雪月端了膳食進來,“小主,您將就一些,沒比清婠宮的時候吃的好。”
婉寧看了一眼,確實,不過也無所謂了。還有的吃就吃,這條命還在,就凡事都好說。
忽而想起包公公走時說的那句話,怪不得,他沒有將她處死,隻是,為何還要處罰於她,既然她無罪,便是要當場證明了清白才是。可是,她現在地處這樣偏遠,又離龍承燁這麼遠,這定然是不合雷無神的意,那也許就更加斷定了婉寧的想法。雷無神,一定會出現。
忐忑不安地上了塌休息,雪月說要守著她,婉寧沒同意,讓她下去休息了,今日累了一天,明天再守著也是一樣的。雪月為難了一會,聽了婉寧的話。
外頭很安靜,婉寧卻一直都沒有睡著。心中記掛著雷無神,久久不能睡去。伸手摸了摸枕頭底下,冰冷的簪子,一直提醒著婉寧,今天若是他來了,可不能再次失手了!
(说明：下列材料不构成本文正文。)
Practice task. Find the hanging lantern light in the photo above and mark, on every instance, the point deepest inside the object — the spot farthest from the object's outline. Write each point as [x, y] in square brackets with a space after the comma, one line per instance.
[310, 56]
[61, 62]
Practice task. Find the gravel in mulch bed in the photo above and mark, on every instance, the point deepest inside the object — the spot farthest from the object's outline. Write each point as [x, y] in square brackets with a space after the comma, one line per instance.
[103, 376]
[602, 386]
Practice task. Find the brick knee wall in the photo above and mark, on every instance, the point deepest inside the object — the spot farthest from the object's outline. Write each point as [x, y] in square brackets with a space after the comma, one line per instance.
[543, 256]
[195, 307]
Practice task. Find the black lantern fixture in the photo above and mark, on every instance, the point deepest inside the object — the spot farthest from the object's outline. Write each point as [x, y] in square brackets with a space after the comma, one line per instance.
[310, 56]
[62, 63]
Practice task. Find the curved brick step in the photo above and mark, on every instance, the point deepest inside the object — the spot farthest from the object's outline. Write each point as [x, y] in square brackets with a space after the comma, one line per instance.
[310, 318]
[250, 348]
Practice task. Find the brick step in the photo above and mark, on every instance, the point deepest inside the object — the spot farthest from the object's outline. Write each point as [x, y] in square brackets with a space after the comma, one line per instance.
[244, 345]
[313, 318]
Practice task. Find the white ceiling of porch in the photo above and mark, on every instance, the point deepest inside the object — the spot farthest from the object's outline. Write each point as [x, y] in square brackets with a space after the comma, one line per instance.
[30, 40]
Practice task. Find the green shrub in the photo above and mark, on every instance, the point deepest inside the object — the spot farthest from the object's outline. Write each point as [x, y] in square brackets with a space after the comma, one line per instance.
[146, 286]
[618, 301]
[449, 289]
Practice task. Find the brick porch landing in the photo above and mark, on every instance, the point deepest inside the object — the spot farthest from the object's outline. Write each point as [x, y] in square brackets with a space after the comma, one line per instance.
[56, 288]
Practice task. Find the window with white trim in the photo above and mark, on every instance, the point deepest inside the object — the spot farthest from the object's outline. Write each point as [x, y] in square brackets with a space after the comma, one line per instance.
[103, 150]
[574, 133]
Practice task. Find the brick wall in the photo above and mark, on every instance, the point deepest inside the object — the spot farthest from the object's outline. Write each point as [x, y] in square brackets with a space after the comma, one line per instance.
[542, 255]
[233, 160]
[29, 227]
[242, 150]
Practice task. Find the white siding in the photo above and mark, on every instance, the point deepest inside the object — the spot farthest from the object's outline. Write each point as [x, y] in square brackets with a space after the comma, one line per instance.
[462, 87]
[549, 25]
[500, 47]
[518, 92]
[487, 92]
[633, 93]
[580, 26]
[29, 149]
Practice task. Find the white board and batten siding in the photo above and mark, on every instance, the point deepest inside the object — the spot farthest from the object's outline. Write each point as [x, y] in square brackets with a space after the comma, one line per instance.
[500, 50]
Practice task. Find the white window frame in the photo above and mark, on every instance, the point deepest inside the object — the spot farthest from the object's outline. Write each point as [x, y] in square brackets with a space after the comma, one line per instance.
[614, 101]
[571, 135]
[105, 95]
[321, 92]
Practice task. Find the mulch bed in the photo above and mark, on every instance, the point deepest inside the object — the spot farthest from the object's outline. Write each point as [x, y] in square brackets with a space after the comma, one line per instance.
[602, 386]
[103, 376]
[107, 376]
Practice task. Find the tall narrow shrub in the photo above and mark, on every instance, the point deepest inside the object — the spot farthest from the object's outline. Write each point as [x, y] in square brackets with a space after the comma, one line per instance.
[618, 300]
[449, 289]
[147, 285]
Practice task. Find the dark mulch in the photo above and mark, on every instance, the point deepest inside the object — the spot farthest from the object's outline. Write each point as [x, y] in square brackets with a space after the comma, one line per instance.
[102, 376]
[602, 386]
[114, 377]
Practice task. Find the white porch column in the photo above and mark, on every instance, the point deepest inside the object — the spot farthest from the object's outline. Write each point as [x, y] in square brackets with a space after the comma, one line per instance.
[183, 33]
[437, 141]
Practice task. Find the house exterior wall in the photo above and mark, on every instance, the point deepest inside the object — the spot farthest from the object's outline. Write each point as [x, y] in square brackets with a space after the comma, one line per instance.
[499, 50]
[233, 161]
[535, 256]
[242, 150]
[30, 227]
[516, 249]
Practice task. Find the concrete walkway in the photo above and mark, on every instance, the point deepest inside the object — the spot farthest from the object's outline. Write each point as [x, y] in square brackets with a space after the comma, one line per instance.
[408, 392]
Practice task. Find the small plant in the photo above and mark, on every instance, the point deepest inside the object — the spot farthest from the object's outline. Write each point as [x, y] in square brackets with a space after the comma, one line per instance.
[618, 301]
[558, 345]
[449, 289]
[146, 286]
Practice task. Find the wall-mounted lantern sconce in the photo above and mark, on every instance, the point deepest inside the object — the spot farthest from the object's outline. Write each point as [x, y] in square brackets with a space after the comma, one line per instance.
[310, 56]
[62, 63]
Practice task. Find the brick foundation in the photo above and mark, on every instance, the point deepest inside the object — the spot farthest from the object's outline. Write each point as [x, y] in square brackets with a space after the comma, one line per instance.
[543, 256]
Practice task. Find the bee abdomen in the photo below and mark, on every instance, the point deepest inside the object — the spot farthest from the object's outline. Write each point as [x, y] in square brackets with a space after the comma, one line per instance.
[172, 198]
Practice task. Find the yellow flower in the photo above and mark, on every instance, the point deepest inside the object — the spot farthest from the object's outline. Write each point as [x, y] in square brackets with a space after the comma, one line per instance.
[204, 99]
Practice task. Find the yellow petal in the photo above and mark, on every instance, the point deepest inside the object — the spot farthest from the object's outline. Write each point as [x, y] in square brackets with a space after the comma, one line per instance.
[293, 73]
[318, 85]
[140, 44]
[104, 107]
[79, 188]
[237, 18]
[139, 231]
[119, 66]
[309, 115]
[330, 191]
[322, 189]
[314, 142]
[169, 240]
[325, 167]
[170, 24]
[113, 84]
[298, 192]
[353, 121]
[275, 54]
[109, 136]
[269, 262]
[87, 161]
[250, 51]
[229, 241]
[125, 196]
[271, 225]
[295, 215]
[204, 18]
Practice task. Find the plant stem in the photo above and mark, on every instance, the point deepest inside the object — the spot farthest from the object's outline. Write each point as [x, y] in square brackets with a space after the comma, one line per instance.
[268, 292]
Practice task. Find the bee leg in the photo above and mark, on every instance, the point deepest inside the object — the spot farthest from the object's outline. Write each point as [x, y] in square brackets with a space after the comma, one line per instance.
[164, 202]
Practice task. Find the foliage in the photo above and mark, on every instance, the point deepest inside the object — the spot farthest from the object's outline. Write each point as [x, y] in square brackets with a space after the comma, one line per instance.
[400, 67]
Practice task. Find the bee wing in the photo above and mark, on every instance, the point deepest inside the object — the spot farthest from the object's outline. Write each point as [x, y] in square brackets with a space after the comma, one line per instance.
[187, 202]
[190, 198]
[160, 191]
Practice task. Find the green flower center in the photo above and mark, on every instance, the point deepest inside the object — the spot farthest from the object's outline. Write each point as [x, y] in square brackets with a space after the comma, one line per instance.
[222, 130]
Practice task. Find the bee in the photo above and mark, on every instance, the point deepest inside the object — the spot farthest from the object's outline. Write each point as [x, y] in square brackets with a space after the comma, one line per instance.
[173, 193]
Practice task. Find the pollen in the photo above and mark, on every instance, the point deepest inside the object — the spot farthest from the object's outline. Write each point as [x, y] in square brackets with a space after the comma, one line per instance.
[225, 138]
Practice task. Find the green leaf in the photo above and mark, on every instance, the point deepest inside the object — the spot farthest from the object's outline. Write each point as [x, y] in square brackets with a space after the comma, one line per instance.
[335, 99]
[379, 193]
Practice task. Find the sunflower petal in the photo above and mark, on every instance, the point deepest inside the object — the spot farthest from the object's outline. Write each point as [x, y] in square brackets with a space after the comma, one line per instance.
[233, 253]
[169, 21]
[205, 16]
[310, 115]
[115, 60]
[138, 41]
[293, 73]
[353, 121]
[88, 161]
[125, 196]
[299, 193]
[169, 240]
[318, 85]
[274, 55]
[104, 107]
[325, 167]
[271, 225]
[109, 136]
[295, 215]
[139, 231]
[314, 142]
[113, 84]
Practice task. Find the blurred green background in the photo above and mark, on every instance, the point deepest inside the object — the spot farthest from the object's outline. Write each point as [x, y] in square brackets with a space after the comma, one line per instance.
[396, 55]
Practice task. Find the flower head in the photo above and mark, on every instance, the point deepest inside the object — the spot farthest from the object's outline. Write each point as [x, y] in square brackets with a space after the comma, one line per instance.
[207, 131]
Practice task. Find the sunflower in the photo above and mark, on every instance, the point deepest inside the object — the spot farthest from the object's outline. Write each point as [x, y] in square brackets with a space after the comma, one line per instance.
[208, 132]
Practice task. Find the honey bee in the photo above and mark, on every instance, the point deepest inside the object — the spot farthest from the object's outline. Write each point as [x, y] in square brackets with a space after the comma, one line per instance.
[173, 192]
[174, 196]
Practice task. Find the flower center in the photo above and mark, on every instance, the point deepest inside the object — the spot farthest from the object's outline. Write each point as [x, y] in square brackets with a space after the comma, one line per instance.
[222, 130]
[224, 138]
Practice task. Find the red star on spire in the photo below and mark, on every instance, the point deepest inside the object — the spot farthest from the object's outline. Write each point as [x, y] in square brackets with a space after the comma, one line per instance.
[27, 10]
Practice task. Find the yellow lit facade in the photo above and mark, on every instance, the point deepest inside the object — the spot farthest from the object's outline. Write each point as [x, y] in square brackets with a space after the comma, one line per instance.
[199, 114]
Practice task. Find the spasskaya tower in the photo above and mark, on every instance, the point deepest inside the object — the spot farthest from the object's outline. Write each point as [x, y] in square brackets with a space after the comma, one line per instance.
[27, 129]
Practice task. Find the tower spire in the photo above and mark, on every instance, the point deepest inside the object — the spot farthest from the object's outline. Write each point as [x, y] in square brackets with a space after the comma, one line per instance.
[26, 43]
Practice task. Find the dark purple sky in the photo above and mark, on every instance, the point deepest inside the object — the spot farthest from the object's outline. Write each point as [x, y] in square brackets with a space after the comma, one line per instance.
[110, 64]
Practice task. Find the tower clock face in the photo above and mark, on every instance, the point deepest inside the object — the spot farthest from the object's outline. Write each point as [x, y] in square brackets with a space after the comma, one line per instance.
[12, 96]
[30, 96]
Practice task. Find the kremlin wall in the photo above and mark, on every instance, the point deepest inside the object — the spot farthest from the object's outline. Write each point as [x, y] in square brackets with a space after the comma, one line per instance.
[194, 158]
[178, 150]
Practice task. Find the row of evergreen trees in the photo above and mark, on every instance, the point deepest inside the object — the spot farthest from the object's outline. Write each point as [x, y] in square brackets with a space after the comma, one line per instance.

是夜深了嗎?倦倦的睡意襲來,婉寧禁不住,闔上了眼睛。
忽而,夢中的她感覺床邊有人坐下的感覺,婉寧猛然驚醒,翻身坐起,全神戒備。
明明睡下的時候,蠟燭她是點著的,因為等下有人來了她好看清,可是,為什麼醒來就一片漆黑了,婉寧心一下子提了起來,手也趁著黑暗去摸了簪子,甭管是誰,命要緊。
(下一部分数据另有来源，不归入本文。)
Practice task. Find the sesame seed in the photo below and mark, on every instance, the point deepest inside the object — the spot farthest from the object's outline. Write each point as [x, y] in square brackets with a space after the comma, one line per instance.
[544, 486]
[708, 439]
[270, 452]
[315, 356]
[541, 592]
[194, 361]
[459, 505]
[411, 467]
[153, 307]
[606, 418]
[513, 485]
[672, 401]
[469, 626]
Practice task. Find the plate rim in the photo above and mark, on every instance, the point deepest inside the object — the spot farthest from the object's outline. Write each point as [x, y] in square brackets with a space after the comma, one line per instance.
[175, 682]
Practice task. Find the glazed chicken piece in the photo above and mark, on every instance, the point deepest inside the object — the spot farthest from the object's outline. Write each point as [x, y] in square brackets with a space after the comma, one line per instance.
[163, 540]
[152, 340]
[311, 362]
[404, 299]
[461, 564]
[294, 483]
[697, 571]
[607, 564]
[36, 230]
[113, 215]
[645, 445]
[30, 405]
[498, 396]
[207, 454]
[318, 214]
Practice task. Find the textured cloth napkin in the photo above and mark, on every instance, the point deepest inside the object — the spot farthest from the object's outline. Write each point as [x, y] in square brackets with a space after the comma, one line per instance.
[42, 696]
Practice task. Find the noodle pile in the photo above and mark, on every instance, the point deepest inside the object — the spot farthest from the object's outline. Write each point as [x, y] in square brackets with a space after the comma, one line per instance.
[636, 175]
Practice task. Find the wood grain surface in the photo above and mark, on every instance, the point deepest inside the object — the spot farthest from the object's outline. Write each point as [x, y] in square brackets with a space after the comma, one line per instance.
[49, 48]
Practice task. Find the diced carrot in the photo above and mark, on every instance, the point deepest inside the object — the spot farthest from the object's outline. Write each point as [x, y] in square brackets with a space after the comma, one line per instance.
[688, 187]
因為有了第一次,所以婉寧不敢叫喚,怕又是雷無神,然後將他嚇跑了。
婉寧死死地將簪子握在手中,道:“誰?”
“忘了我了?”
手不覺一緊,果然是他!
婉寧趕緊將手中的簪子藏好,聲音輕柔下來,隻是,這心卻一直高高地提著:“將軍……”說著,她便伸了手臂,上去環住雷無神。
隻是,雷無神卻一把推開了她!
婉寧心中猛然一怔,怯怯道:“將軍,怎麼了?”
靜謐了良久,措不及防,雷無神猝了一口,從喉嚨裏擠出了兩個字。
“沒用。”
心中不覺咯噔一下,她怎麼就忘了,她怎麼就隻偏偏記得他會不會出現?他要的,是她能一直留在龍承燁身邊,做他的眼睛,而她現在……他一定是怪罪於她了。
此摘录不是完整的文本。